The Keystone Gulf Coast Expansion which has attracted so much attention will involve among other components construction of new pipeline in Oklahoma (Keystone Phase III — 435 miles from Oklahoma through Texas). Okay, pay attention. On Saturday November 5, a magnitude 5.6 earthquake was centered six miles southeast of Sparks, Oklahoma.
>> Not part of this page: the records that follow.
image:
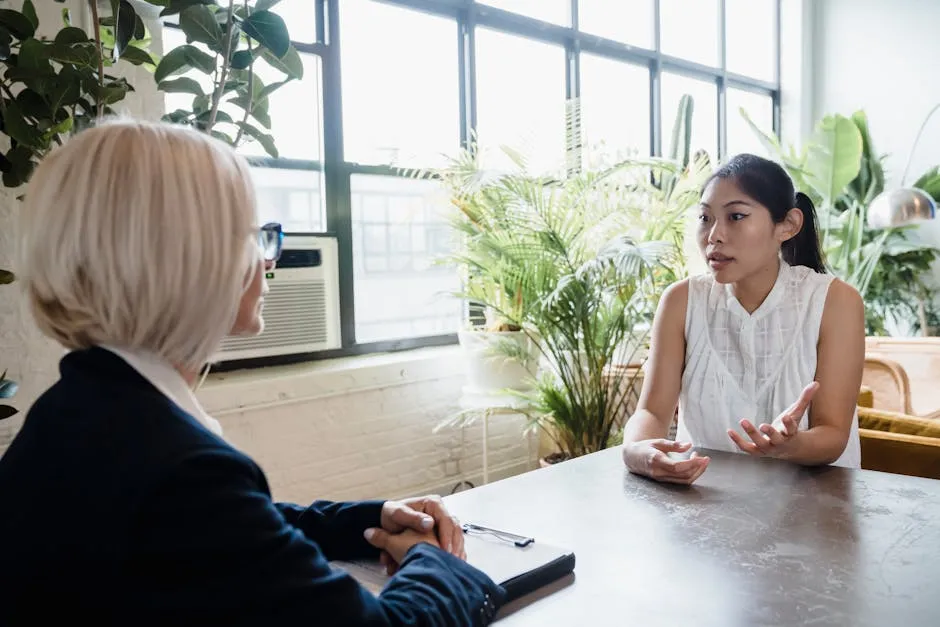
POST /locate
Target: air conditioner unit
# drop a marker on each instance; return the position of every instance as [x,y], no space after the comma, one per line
[301,310]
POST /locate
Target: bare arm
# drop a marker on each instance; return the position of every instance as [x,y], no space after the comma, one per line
[645,450]
[663,374]
[839,364]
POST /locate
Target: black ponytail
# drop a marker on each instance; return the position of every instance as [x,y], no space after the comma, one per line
[803,249]
[769,184]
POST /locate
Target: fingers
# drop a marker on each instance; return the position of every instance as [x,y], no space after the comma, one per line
[449,532]
[376,537]
[662,468]
[669,446]
[403,516]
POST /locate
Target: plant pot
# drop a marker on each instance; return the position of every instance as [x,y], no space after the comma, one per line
[490,373]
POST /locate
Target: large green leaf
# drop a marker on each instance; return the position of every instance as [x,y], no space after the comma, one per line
[833,157]
[178,6]
[290,63]
[269,30]
[18,24]
[200,25]
[181,59]
[29,12]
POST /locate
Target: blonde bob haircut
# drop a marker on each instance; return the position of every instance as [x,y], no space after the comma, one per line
[142,236]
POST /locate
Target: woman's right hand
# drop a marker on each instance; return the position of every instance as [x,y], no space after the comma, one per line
[397,545]
[651,458]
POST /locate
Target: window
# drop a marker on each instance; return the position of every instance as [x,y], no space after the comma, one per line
[400,105]
[399,228]
[760,108]
[555,11]
[704,111]
[629,21]
[520,100]
[402,84]
[690,30]
[751,26]
[615,108]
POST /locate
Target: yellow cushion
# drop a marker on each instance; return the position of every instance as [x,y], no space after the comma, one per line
[891,422]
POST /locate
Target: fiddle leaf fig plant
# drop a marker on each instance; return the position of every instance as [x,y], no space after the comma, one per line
[219,67]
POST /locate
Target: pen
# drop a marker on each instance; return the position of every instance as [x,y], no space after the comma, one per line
[520,541]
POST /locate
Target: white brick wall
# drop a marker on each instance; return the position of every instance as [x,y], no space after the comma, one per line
[363,427]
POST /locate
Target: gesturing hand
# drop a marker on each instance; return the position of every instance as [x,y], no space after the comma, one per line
[775,440]
[651,458]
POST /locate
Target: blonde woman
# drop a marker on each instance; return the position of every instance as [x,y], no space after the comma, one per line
[121,503]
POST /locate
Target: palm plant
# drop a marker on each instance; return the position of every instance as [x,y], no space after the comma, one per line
[578,264]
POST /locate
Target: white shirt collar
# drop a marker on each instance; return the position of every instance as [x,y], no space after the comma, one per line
[169,382]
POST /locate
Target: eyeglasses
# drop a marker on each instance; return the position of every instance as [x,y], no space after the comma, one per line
[271,241]
[520,541]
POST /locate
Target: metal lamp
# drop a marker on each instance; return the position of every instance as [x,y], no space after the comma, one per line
[903,205]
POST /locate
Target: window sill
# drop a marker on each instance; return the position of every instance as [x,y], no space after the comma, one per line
[233,392]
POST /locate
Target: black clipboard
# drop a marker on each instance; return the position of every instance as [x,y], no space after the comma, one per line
[520,564]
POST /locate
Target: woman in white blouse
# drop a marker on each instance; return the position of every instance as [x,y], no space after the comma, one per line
[764,354]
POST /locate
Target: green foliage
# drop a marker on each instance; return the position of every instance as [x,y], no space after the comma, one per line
[7,390]
[841,171]
[217,67]
[577,263]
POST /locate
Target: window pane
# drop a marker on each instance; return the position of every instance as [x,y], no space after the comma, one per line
[704,111]
[554,11]
[294,109]
[301,18]
[760,108]
[520,100]
[629,21]
[399,228]
[690,29]
[291,197]
[751,46]
[400,85]
[615,110]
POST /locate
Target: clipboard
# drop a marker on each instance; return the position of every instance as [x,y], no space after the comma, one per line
[519,564]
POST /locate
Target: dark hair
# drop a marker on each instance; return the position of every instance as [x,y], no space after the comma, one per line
[769,184]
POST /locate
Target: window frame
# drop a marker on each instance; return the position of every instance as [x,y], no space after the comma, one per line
[468,15]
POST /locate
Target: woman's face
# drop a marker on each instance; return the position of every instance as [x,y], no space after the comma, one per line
[737,234]
[249,320]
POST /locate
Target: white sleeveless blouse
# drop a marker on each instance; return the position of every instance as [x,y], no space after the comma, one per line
[754,366]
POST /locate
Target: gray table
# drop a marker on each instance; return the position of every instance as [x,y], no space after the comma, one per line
[753,542]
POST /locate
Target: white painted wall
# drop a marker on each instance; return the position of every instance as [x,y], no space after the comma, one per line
[882,57]
[354,428]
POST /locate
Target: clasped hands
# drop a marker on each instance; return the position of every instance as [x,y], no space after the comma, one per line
[651,457]
[404,524]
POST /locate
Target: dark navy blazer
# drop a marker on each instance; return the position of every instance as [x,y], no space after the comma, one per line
[118,508]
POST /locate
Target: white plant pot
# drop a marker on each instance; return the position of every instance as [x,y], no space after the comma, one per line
[489,373]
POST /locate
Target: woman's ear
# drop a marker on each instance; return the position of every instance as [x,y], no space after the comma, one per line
[791,226]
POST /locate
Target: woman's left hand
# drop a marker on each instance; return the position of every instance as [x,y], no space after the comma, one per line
[423,514]
[774,440]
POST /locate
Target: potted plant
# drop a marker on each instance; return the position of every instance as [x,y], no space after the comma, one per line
[840,170]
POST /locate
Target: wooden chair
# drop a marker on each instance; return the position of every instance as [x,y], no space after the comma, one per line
[889,384]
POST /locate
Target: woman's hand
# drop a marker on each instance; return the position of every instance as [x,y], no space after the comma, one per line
[395,546]
[651,458]
[423,514]
[775,440]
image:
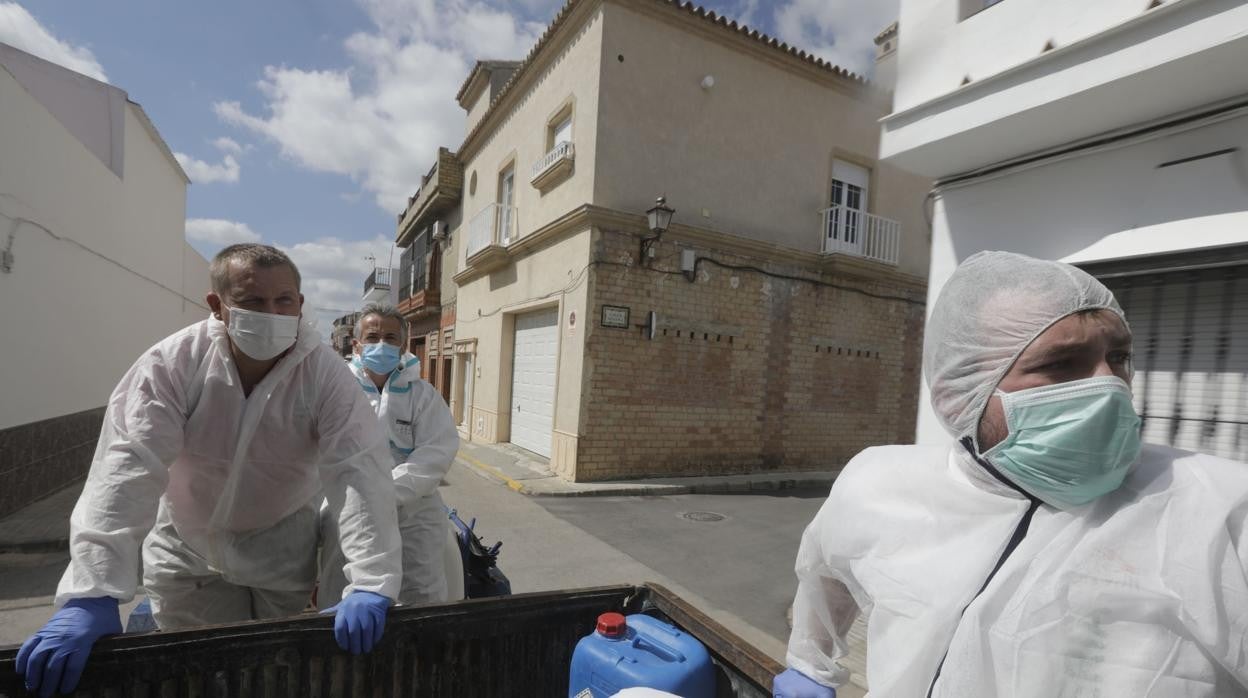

I’ll reframe this geographically: the strongest earthquake ever recorded in Oklahoma struck about 40 miles south of Cushing, Oklahoma which is the point of origin for Keystone XL’s phase III.

The recent earthquake and its continued aftershocks occurred on the Wilzetta fault. It is one of many faults in the area that formed during the Carboniferous Period (around 300 milliion years ago) during an episode of mountain-building activity ultimately leading to the formation of the Rocky Mountains. But we don’t understand the relationship between these recent earthquakes and this old geologic structure. We do know that Oklahoma’s east and west borders are 280 and 750 miles from New Madrid, the namesake of a high seismic zone responsible for several of the largest historical earthquakes to strike the continental United States (1811-1812).

H.H. The 14th Dalai Lama has taught that “a balanced and skillful approach to life, taking care to avoid extremes, becomes a very important factor in conducting one’s everyday existence.” Our efforts to force sticky hydrocarbons out of the Earth’s sedimentary rocks in Alberta, Canada (A), then transport them thousands of miles across a critical aquifer while skirting a high seismic zone (conduit), so we can refine them in Texas (B) only to burn them to create energy and incidentally warm the planet seems to me extreme, unbalanced, and unskillful.